Nearly everyone experiences occasional anxiety. However, if you suffer from a clinical anxiety disorder such as panic disorder, obsessive-compulsive disorder or generalized anxiety disorder, you experience persistent feelings of anxiety and worry that don't go away on their own. While anxiety is typically treated with a combination of medication and psychotherapy, lifestyle changes, such as implementing a regular aerobic exercise program, can also be helpful.
Facts
According to the National Institute of Mental Health, approximately 40 million American adults are affected by an anxiety disorder each year. Symptoms of anxiety differ from person to person but typically include feelings of intense or irrational worry, a dread of normal, everyday activities and specific fears of people, places or things. The American Psychiatric Association's Diagnostic and Statistical Manual of Mental Disorders classifies several main types of anxiety disorders, including generalized anxiety disorder, specific phobias, panic disorder, obsessive-compulsive disorder and post-traumatic stress disorder.
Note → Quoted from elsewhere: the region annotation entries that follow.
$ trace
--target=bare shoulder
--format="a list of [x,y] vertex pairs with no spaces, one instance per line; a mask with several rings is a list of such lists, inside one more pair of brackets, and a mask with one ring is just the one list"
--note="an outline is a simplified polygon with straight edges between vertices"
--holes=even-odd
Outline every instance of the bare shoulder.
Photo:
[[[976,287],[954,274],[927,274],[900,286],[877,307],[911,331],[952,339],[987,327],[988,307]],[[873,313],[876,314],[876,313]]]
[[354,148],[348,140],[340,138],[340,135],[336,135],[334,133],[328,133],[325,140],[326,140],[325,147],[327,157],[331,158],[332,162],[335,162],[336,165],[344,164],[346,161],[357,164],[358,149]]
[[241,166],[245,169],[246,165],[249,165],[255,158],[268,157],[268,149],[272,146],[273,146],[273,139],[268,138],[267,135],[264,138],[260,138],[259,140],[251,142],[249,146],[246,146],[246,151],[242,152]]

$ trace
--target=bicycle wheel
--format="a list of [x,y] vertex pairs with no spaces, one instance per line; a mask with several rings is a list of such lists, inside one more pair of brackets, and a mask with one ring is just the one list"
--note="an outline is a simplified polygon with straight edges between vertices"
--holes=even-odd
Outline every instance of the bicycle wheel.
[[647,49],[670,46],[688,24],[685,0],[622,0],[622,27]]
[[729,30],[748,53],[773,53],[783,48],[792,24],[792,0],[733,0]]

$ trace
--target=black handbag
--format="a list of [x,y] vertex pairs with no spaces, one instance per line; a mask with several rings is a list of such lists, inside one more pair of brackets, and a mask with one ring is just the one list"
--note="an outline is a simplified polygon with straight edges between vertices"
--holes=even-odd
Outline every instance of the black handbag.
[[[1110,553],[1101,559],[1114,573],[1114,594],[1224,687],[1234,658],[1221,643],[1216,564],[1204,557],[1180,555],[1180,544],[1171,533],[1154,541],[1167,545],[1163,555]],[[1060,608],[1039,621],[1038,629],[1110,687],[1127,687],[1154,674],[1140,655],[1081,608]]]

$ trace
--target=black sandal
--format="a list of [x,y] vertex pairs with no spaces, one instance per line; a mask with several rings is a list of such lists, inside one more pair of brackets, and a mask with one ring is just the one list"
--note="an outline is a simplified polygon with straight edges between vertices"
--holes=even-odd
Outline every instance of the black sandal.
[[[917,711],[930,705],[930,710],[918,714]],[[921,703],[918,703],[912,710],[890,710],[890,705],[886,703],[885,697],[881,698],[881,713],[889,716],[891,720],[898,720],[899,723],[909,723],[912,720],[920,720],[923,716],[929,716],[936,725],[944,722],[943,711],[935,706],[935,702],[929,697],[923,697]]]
Anxiety disorders are usually treated with a combination of medications, such as antidepressants or anti-anxiety drugs, and psychotherapy, including cognitive behavioral therapy. But lifestyle changes such as exercising, eating right, avoiding alcohol and caffeine and getting enough sleep can also be beneficial for alleviating anxiety, according to the Mayo Clinic.
Aerobics
Aerobic exercise helps encourage a positive mood, alleviates stress and tension, and promotes the release of specific feel-good neurotransmitters and endorphins in your brain. These neurotransmitters and endorphins may have a beneficial effect on anxiety by decreasing feelings of stress and promoting more restful sleep, among other benefits. For some people, regular aerobic exercise may even work as well as medication in alleviating anxiety, according to the Anxiety Disorders Association of America.
Types of Exercise
To reduce anxiety, it may not matter what type of exercise you choose as long as you do some form of aerobic fitness. According to the Mayo Clinic, any type of exercise that gets you moving is a good start. If you spend significant time indoors, try an exercise that will provide you the opportunity to get fresh air, which can also help improve your mood. Running, swimming, walking, skating or group sports can all have a positive impact on anxiety. Aim for at least 30 minutes of exercise five times a week for the most beneficial results.
Warning
Aerobic exercise should not be used as a substitute for your doctor or mental health care provider's advice. Do not stop taking any prescribed anxiety medications if you start an exercise program, unless directed to do so by your doctor. Consult your doctor before beginning an exercise program.